How many Irishmen does it take to change a light bulb?
   Five.  One to hold the bulb, and four to drink 'till the room spins.
How many social workers does it take to change a light bulb?
   Only one, but the light bulb has to want to change.
How many flies does it take to screw in a light bulb?
   Only two, but I don't know how they'd get in there.
How many surrealist painters does it take to change a light bulb?
   A fish.
How many efficiency experts does it take to change a light bulb?
   None, efficiency experts only change dark bulbs.
How many sound technicians does it take to screw in a light bulb?
   One, two, test one, two
How many real estate agents does it take to change a light bulb?

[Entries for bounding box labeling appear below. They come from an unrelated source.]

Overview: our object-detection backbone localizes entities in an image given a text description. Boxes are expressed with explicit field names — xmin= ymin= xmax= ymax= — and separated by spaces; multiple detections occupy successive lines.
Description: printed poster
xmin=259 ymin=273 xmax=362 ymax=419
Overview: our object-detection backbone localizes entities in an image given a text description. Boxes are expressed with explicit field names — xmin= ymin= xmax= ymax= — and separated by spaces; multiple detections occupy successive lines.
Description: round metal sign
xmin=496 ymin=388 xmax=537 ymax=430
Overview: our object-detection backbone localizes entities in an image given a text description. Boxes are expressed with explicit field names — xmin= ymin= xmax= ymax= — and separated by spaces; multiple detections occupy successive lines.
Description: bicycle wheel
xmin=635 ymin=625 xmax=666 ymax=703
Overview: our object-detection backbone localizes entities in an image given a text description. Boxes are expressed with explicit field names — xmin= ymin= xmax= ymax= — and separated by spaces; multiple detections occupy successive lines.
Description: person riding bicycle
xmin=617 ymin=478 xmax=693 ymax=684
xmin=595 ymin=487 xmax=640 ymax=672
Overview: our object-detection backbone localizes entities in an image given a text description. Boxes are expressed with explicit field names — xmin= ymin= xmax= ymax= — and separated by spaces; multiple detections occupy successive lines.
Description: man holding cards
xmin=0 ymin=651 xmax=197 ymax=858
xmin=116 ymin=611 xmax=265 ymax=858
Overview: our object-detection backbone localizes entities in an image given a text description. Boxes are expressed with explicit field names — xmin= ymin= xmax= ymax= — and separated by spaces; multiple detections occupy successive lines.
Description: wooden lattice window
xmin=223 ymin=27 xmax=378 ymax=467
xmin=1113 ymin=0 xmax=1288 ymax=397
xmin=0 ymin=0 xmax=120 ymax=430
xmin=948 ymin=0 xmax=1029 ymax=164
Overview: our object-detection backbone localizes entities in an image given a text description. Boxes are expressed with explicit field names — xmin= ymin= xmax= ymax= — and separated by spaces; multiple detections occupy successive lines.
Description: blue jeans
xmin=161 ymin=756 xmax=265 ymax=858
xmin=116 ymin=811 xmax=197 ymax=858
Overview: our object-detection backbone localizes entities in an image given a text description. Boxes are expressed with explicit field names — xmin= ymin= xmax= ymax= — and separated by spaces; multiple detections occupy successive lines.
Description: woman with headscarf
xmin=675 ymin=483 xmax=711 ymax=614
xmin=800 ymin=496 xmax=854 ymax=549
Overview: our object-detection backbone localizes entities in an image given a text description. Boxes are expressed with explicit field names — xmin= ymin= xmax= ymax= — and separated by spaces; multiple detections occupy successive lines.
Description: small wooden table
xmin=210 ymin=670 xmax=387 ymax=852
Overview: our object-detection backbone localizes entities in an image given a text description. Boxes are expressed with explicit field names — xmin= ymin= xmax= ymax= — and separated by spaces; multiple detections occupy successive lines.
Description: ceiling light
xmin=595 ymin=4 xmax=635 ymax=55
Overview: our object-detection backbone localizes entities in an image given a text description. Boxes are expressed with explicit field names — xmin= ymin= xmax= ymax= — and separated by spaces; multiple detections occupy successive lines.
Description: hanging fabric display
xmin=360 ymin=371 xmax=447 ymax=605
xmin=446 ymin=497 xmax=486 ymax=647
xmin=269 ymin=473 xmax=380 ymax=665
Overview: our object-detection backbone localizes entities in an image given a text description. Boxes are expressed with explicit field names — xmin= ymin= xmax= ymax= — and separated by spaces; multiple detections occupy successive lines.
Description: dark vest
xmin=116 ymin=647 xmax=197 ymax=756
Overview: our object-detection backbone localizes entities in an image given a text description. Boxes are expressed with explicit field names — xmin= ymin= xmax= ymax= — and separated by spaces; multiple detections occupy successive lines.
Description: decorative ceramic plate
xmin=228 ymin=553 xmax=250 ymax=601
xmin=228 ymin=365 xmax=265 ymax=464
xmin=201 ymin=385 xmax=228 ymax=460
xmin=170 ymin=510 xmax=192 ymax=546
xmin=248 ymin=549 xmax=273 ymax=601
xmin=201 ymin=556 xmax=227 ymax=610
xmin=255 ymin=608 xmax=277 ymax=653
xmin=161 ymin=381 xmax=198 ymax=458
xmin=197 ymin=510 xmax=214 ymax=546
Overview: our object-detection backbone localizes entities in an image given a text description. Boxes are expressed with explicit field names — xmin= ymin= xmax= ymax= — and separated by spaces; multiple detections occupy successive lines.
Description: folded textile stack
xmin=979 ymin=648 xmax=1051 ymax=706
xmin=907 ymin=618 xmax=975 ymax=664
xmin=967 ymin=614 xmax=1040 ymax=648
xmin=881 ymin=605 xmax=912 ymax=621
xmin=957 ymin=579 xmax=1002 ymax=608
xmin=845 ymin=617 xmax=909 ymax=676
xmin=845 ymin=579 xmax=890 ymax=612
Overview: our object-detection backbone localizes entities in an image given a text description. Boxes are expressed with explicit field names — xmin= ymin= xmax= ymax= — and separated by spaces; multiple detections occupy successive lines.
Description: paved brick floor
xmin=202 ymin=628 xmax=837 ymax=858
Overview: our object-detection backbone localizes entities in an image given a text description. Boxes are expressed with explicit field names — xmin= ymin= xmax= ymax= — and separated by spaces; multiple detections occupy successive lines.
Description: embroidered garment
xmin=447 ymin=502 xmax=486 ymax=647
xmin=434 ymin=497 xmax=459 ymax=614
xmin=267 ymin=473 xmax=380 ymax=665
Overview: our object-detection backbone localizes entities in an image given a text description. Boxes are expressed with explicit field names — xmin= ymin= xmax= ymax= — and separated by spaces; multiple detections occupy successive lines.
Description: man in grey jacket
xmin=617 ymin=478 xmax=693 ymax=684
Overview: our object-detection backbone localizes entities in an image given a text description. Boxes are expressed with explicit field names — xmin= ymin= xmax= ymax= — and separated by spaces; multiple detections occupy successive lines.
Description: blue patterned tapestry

   Nine, but we'll take eight.
How many softwear engineers does it take to change a light bulb?
   None, that's obviously a hardware problem.
How many economists does it take to change a light bulb?
   How many did it take this time last year?
How many feminists does it take to change a light bulb?
   That's not funny.
How many liberated women does it take to change a light bulb?
   One to hold the bulb and four others to form a support group.

And, of course, the one that started it all:
How many Polocks does it take to change a light bulb?
   Three:  One to hold the bulb, and two more to turn the ladder.